Saludos cordiales una vez más amigos, hermanos, compañeros de trabajo, familia spiritual, e hijos de Dios dispersos desde aquí en la Costa del Golfo en el sur de Alabama. Mi esposa y yo oramos y esperamos que estén bien y que su semana haya sido bendecida.
Disfrutamos de una grata visita con familiares y hermanos en Aransas Pass, Texas, y ya estamos de regreso en casa y en nuestras oficinas.
Durante mi estancia en Texas, reflexionaba sobre la gran bendición de que Dios nos haya llamado a ser Sus hijos especiales, con el potencial de llegar a ser hijos espirituales en Su propia familia. “¡Mirad qué amor nos ha dado el Padre, para que seamos llamados hijos de Dios! … Amados, ahora somos hijos de Dios, y aún no se ha manifestado lo que hemos de ser; pero sabemos que cuando él se manifieste, seremos semejantes a él, porque le veremos tal como él es” (1 Juan 3:1-2).

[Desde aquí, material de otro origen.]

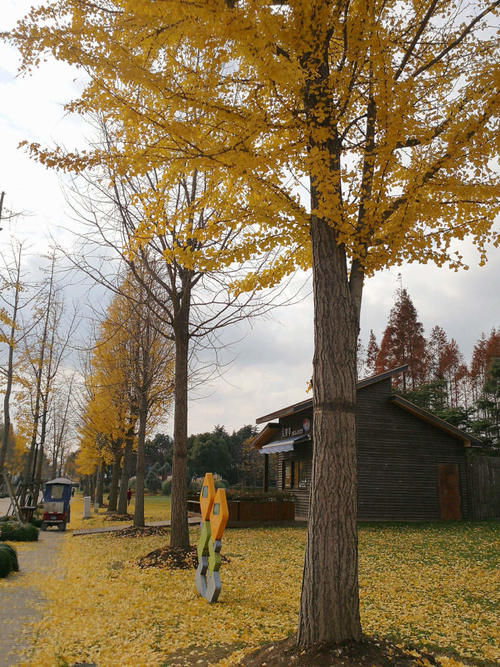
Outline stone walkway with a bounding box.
[0,529,65,667]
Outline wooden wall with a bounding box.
[467,456,500,520]
[276,378,473,521]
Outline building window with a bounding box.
[294,461,307,489]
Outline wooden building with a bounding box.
[254,366,480,521]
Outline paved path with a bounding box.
[0,529,65,667]
[73,516,201,537]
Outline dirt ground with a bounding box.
[0,528,65,667]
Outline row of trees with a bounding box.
[145,425,263,488]
[359,288,500,452]
[10,0,499,646]
[0,241,77,504]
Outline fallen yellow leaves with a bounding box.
[8,508,500,667]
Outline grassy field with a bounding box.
[5,497,500,667]
[68,494,170,530]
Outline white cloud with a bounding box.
[0,0,500,432]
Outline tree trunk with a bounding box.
[0,245,22,477]
[134,392,148,528]
[118,418,137,514]
[297,214,361,646]
[170,313,189,549]
[108,449,123,512]
[95,461,104,507]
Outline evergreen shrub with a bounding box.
[0,542,19,572]
[0,521,39,542]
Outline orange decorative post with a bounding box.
[196,472,229,602]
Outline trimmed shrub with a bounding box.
[0,549,12,577]
[0,521,38,542]
[0,542,19,572]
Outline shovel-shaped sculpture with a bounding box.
[196,472,229,602]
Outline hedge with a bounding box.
[0,521,39,542]
[0,542,19,577]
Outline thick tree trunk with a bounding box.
[108,449,123,512]
[134,394,148,528]
[170,313,189,549]
[297,216,361,646]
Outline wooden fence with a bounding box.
[467,456,500,520]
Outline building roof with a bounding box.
[390,395,482,447]
[252,364,482,448]
[255,364,408,424]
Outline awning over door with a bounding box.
[259,433,310,454]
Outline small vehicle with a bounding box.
[40,477,73,531]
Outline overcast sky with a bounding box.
[0,0,500,433]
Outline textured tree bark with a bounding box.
[134,391,148,528]
[95,461,104,507]
[108,449,123,512]
[170,301,189,549]
[297,216,361,646]
[118,433,134,514]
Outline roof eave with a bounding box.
[390,394,482,447]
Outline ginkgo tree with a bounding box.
[76,275,174,526]
[11,0,500,646]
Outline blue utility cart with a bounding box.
[40,477,73,531]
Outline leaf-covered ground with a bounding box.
[4,498,500,667]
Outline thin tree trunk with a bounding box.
[95,461,104,507]
[118,427,134,514]
[170,313,189,549]
[134,392,148,528]
[297,217,361,646]
[108,444,123,512]
[0,258,21,475]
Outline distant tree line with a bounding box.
[358,288,500,454]
[132,425,263,491]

Es otra bendición formar parte de ese grupo de llamados que constituyen la “ekklesia”, es decir, la Iglesia de Dios, y poder reunirnos, ya sea en congregaciones locales o a través de transmisiones por internet, como pequeñas familias dispersas que conforman una gran familia con Dios como nuestro Padre. Me siento continuamente animado al conectar cada semana con más miembros de nuestra familia espiritual dispersos por diversas partes de Su cuerpo, tanto en esta nación como en el resto del mundo. ¡Su familia está viva y busca Su voluntad!
Al regresar de nuestro viaje, poco después de volver a Alabama, recibí una llamada de un miembro de la Iglesia de larga trayectoria que, a sus 85 años, seguía tan entusiasmado como cuando se bautizó a principios de la década de 1970.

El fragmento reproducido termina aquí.